Reuters/Dubai

Iranian authorities arrested two prominent journalists yesterday as the head of the judiciary dismissed international condemnation of what appears to be a crackdown on writers and artists.
Isa Saharkhiz, a well-known independent journalist, was arrested by the Islamic Revolutionary Guards Corps (IRGC) on charges of “insulting the Supreme Leader, Ayatollah Ali Khamenei, and propaganda against the regime”, his son Mehdi said in a telephone interview from the United States.
Ehsan Mazandarani, managing director of the Farikhtegan newspaper, was arrested on security charges, the Tasnim news agency, which is linked to the IRGC, said. Staff at the paper confirmed the arrest.
The IRGC answers directly to Khamenei and is not accountable to the government. It works with the conservative judiciary to counter perceived internal threats to the Islamic Republic.
The arrests came after two Iranian poets and a filmmaker were sentenced to long prison terms and lashes last month on charges including “insulting sanctities and propaganda against the state”.
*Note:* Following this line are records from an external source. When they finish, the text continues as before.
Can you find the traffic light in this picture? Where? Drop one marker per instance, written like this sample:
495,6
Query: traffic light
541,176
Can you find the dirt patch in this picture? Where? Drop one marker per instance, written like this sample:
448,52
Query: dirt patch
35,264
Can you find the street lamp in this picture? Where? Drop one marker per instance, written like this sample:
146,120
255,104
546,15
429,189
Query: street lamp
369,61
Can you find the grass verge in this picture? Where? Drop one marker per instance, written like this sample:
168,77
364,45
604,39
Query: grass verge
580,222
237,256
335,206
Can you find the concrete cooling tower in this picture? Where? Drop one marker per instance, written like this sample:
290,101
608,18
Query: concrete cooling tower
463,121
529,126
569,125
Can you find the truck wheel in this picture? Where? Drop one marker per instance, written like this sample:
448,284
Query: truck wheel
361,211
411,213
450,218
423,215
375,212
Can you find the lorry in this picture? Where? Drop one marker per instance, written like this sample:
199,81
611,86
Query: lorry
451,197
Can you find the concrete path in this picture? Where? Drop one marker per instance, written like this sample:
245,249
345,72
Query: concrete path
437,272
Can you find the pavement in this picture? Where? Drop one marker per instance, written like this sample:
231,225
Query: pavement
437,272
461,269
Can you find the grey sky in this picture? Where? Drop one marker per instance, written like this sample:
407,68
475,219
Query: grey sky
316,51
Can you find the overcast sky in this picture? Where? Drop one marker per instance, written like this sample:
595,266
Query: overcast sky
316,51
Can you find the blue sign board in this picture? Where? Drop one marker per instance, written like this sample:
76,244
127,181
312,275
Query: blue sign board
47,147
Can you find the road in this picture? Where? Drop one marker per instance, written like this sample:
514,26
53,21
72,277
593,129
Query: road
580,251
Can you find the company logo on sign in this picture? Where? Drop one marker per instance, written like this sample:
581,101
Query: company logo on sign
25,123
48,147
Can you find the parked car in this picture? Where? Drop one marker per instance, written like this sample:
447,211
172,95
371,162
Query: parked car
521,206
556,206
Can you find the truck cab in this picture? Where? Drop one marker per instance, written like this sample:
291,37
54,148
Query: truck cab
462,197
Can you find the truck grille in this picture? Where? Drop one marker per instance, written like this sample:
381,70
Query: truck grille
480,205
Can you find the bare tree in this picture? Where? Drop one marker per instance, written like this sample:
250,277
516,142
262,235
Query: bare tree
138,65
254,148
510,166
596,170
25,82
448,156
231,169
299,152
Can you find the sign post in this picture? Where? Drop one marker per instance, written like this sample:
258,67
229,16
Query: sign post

Filmmaker Keywan Karimi was sentenced to six years in prison and 223 lashes, and poets Fatemeh Ekhtesari and Mehdi Mousavi were handed 11.5 years and nine years in prison respectively, and 99 lashes each.
On Sunday, the PEN American Center, an organisation advocating on behalf of writers persecuted because of their work, wrote to Khamenei asking him to nullify the sentences against the poets.
“We are deeply concerned by the inhumane sentences ... for the simple act of expressing themselves by creating art. The act of writing poetry is no crime,” read the petition, signed by 116 poets and writers, on PEN’s website.
Ayatollah Sadeq Larijani, the head of Iran’s judiciary, dismissed allegations of human rights abuses in the country yesterday, and was quoted by state news agency Irna as saying that “Tehran will never surrender to the human rights as interpreted by the West”.
IRGC forces arrested Saharkhiz in his home early in the morning and confiscated his electronic equipment, his son said, adding that he had already begun a hunger strike.
The veteran journalist, who served as deputy culture minister under the reformist president Mohamed Khatami, was previously arrested in 2009, shortly after widespread reformist protests gripped Tehran, and jailed for four years.